A chargeback dispute failure
Lasko then wrote to Priceline to request a refund for his unused tickets. A Priceline travel support team member replied that the travel agency could not process Lasko’s refund request.
According to the travel support team member, Priceline had not “double-charged” the Laskos for their original tickets. Two of the charges were “pending charges” that would have “fallen off” within three to five business days:
Ukraine International Airlines refunded the tickets because they received a chargeback from your bank, but they left the flights active. We did not touch your reservation; that is why the itinerary stays active on our end but are [sic] invalid because [your] tickets were refunded…
But the extra two charges had never “fallen off.” And neither itinerary was “active” when the Laskos tried to check in.
Lasko then used our Priceline executive contacts to request assistance from its customer service. Unfortunately, this was one instance in which our executive contacts were not helpful. He received no response from any of the persons listed.
At this point, Lasko initiated a chargeback dispute with his credit card company for the tickets he purchased from Priceline. But the credit card issuer resolved the chargeback dispute in favor of Priceline. The travel agency responded that “the merchant [Priceline] provided proof evidencing that by making purchase … online you have agreed [to] their terms and conditions that they do not have refund policy [sic].”
Unfortunately for Lasko, Priceline’s terms and conditions state that “Priceline.com does not agree to act as your agent or fiduciary in providing services through the Site.” They also contain a boilerplate provision in which customers agree to a travel provider’s own terms and conditions of purchase.
Pushback from Priceline
Lasko then asked us for help in resolving his complaint. Our advocate, Dwayne Coward, asked Priceline to look into his case.
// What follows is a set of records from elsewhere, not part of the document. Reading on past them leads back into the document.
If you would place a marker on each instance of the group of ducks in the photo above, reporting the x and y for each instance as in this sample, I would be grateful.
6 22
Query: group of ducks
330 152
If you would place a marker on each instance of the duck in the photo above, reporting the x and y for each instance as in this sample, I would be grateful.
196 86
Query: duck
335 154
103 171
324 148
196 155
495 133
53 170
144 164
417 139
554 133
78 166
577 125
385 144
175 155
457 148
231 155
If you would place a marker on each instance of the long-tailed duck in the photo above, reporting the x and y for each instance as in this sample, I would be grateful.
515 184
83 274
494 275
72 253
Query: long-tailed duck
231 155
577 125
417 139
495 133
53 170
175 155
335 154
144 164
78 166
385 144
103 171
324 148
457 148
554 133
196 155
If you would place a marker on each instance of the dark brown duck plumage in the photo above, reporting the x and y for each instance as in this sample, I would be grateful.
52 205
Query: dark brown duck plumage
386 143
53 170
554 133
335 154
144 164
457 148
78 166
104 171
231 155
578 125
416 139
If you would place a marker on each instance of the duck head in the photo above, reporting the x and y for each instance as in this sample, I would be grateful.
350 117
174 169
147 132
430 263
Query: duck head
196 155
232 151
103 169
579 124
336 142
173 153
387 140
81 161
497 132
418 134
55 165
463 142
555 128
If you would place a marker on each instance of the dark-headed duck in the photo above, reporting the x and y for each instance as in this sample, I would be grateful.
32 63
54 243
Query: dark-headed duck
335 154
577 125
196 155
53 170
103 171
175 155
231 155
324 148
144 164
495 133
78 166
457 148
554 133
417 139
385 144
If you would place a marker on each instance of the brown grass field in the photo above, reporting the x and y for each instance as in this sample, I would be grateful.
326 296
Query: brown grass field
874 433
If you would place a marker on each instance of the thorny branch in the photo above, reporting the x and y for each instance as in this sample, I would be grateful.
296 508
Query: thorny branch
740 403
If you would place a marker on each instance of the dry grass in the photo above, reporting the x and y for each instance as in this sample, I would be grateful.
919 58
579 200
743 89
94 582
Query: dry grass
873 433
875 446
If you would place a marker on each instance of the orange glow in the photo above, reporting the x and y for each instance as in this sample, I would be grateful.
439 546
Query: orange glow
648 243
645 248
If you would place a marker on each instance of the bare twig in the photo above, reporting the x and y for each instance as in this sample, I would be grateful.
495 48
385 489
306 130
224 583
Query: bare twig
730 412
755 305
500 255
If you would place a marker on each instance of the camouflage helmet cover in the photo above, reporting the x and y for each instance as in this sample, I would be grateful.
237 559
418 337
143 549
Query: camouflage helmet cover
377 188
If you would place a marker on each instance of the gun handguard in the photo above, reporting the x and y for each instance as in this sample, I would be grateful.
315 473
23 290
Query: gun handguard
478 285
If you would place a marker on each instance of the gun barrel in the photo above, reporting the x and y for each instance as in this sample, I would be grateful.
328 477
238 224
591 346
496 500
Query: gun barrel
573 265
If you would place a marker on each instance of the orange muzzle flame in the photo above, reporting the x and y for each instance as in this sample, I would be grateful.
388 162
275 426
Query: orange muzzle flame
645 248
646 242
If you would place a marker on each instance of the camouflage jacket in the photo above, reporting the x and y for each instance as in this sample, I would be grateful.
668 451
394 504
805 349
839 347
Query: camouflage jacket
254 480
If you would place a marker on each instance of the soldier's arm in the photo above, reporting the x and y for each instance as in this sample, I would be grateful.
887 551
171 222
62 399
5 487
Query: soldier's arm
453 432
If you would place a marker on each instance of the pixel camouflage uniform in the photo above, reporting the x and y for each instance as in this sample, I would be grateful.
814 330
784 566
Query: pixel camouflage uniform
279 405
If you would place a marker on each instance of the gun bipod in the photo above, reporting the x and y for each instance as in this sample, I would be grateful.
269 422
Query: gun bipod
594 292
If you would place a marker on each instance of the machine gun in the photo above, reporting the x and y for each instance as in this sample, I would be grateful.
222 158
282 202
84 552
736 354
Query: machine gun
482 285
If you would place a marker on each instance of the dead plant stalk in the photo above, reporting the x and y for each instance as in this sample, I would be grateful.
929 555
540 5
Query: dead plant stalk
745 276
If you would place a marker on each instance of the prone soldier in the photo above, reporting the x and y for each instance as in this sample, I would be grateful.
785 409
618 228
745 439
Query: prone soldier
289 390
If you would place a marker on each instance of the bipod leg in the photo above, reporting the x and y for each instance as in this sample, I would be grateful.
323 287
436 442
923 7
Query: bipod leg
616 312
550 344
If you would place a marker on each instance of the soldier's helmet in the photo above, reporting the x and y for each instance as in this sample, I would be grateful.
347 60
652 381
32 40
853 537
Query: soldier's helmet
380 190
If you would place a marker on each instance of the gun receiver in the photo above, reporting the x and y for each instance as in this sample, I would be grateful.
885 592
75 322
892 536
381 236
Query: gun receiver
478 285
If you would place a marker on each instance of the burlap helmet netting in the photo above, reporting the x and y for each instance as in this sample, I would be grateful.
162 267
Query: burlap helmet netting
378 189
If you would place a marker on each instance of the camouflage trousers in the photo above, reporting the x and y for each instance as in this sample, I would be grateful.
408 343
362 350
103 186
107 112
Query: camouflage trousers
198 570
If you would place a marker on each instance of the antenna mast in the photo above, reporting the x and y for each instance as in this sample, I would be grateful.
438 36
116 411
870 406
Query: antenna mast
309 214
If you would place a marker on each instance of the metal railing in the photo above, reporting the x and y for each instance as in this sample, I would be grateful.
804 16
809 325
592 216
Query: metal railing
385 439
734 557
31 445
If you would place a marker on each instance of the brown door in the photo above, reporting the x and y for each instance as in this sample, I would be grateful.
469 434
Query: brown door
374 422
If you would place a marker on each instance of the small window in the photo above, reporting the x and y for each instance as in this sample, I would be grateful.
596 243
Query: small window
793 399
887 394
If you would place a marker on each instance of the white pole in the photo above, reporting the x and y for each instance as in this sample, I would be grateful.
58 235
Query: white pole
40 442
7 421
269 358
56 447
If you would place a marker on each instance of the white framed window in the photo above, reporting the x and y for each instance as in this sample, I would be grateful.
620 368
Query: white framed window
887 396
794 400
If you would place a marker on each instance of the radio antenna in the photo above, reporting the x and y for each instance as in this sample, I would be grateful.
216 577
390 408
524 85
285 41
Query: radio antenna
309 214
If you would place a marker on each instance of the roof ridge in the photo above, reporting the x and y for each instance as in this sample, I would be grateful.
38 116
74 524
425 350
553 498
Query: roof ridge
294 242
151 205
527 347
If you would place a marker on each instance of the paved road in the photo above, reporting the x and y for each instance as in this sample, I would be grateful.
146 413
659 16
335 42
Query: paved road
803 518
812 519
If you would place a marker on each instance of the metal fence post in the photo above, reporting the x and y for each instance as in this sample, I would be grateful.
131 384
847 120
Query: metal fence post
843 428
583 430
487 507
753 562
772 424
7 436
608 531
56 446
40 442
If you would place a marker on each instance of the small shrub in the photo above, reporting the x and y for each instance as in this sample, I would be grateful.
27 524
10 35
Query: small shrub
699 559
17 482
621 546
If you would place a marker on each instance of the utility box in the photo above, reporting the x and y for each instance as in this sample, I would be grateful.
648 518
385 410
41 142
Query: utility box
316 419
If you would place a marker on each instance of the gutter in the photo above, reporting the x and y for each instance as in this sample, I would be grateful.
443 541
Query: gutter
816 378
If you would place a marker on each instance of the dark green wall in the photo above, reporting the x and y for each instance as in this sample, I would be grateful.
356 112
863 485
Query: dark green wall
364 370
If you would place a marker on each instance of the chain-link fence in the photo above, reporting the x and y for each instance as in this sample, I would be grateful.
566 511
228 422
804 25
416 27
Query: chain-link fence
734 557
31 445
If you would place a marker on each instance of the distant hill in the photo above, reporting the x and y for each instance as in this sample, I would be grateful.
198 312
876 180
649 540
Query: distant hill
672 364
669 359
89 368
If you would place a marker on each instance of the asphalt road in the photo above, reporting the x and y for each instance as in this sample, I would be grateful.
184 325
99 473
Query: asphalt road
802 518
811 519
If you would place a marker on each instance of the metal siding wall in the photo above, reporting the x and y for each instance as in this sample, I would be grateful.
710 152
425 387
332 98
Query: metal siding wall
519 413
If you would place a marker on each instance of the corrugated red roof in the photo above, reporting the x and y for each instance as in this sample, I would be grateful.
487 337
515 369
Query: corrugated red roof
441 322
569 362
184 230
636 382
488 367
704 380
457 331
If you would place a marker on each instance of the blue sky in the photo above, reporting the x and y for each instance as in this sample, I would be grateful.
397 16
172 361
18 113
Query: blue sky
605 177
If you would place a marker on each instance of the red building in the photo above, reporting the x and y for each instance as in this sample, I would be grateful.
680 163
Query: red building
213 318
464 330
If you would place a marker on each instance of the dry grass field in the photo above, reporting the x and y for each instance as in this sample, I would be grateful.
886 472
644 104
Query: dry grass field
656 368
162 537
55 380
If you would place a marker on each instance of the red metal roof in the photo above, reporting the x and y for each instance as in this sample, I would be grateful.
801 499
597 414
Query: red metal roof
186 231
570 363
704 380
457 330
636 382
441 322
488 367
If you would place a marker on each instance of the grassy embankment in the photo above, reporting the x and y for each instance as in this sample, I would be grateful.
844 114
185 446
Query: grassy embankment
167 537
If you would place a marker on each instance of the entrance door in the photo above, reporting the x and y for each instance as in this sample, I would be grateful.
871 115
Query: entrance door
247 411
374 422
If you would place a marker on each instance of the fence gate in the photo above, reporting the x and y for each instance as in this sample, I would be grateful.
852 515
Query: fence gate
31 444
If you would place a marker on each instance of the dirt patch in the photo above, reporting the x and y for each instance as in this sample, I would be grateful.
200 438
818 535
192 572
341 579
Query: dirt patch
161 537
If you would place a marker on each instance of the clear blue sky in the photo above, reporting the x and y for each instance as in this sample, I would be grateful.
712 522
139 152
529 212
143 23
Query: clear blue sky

Our contact at Priceline initially reiterated that the first set of charges on Lasko’s credit card statement were a “hold.” The true cost of his airfares were still “pending charges” at that time, according to the contact. But when Lasko initiated his chargeback dispute, the bank challenged the second, “true” set of charges. This left the Laskos without tickets. The Priceline contact claimed that this was not technically a “Priceline error.” But he agreed to a refund of the price difference between the two sets of tickets.
Dwayne disagreed with the Priceline contact:
[There] are two problems with this theory. The first being if any of the amounts were just an authorization hold, it would not have shown up as a charge on his end of cycle statement, … Second, there are four different ticket numbers associated with these charges.
He also asked Lasko for copies of his dispute resolution letters from his credit card company. After further investigation, the Priceline contact then agreed to refund Lasko $2,587. Lasko told the contact that he was pleased with the outcome.
The contact still couldn’t explain how the problem had originated. But he acknowledged that the Priceline error was his company’s responsibility: “Nonetheless, we refunded him in full because the cancellation of his original flights set this whole chain into motion, so the responsibility is ours to fix this.”
Some important takeaways
Lasko’s case has some important takeaways: Even if a travel agent’s terms and conditions disclaim responsibility for helping you, it still shouldn’t charge you for its booking errors. And consider booking trips directly with a travel company rather than through a third-party website.
Also, don’t be discouraged if a company doesn’t immediately resolve a help request in your favor. It can require multiple contacts via different channels for a company to assist you. And even if its executive contacts give you the silent treatment, we won’t. Our advocates are here for you.